2
votes

Using Akka-IO TCP, the procedure to establish connection in an actor is as follow:

class MyActor(remote: InetSocketAddress) extends Actor {

  IO(Tcp) ! Connect(remote)    //this is the first step, remote is the address to connect to

  def receive = {
    case CommandFailed(_: Connect) => context stop self // failed to connect

    case Connected(remote, local) =>
      val connection = sender()
      connection ! Register(self)
      // do cool things...  
  }
}

You send a Connect message to IO(Tcp) and expect to receive either a CommandFailed or a Connected message.
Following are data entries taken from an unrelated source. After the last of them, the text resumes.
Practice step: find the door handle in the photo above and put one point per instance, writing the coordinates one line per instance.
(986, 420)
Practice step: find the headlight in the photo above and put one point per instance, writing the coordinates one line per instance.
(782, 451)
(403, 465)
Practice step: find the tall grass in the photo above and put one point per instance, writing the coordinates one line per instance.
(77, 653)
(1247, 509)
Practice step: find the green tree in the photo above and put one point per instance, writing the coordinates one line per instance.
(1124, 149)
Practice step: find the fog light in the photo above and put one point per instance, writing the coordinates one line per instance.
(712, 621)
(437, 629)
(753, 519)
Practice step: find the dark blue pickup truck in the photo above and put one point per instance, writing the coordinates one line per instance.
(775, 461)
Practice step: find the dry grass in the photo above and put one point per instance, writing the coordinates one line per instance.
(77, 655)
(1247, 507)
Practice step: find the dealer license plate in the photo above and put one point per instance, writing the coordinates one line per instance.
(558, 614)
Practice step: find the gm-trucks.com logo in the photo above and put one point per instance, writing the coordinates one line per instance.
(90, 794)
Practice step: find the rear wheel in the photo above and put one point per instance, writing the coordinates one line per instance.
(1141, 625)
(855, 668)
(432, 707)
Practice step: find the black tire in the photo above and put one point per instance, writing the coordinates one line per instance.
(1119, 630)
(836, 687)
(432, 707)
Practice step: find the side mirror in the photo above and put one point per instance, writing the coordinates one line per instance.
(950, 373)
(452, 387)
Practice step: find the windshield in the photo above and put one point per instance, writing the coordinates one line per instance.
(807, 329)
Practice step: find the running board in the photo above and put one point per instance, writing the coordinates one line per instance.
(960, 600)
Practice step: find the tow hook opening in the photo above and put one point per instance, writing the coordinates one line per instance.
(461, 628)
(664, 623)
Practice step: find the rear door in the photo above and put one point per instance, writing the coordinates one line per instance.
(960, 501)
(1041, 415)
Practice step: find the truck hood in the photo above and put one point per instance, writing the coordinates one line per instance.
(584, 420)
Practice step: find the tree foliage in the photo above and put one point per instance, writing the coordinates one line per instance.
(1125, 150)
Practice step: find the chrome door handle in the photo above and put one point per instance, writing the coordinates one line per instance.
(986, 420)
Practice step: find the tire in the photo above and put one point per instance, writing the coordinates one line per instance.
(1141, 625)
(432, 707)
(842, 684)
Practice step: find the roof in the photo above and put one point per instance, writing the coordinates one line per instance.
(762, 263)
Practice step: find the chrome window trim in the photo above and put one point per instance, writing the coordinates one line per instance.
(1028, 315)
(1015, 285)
Now, my goal is to create an actor that wraps a TCP connection, but I want my actor to start accepting messages only once the connection is established - otherwise, while waiting for the Connected message it would start accepting queries but would have no one to send them to.

What I tried:

class MyActor(address: InetSocketAddress) extends Actor {

  def receive = {
    case Initialize =>
      IO(Tcp) ! Connect(address)
      context.become(waitForConnection(sender()))

    case other => sender ! Status.Failure(new Exception(s"Connection to $address not established yet."))
  }

  private def waitForConnection(initializer: ActorRef): Receive = {
    case Connected(_, _) =>
      val connection = sender()
      connection ! Register(self)
      initializer ! Status.Success(Unit)
      // do cool things

    case CommandFailed(_: Connect) =>
      initializer ! Status.Failure(new Exception("Failed to connect to " + host))
      context stop self
  }
}

My first receive is expecting a made-up Initialize message that will trigger the whole connection process, once done the sender of Initialize receives a success message and knows that it can know start sending queries.

I'm not very happy with it, it forces me to create my actor with

val actor = system.actorOf(MyActor.props(remote))
Await.ready(actor ? Initialize, timeout)

And it will not be very "restart" friendly.

Any idea to guarantee that my actor won't start receiving messages from the mailbox before the Tcp layer replies with a Connected?

2

2 Answers

4
votes

Use the Stash trait to stash messages you cannot handle right now. As each premature message arrives, use stash() to defer it. Once the connection is open, use unstashAll() to return those messages to the mailbox for processing. You can then use become() to switch to the message processing state.

1
votes

In order to make your actor more restart friendly, you can override methods related with actor lifecycle such as preStart or postStop. Akka documentation has good explanation about actor's start, stop and restart hooks.

class MyActor(remote: InetSocketAddress) extends Actor {

  override def preStart() {
    IO(Tcp) ! Connect(remote) 
  }

  ...
}

Now you can start your actor just with val actor = system.actorOf(MyActor.props(remote)). It establish connection on start, and re-establish it on restarts.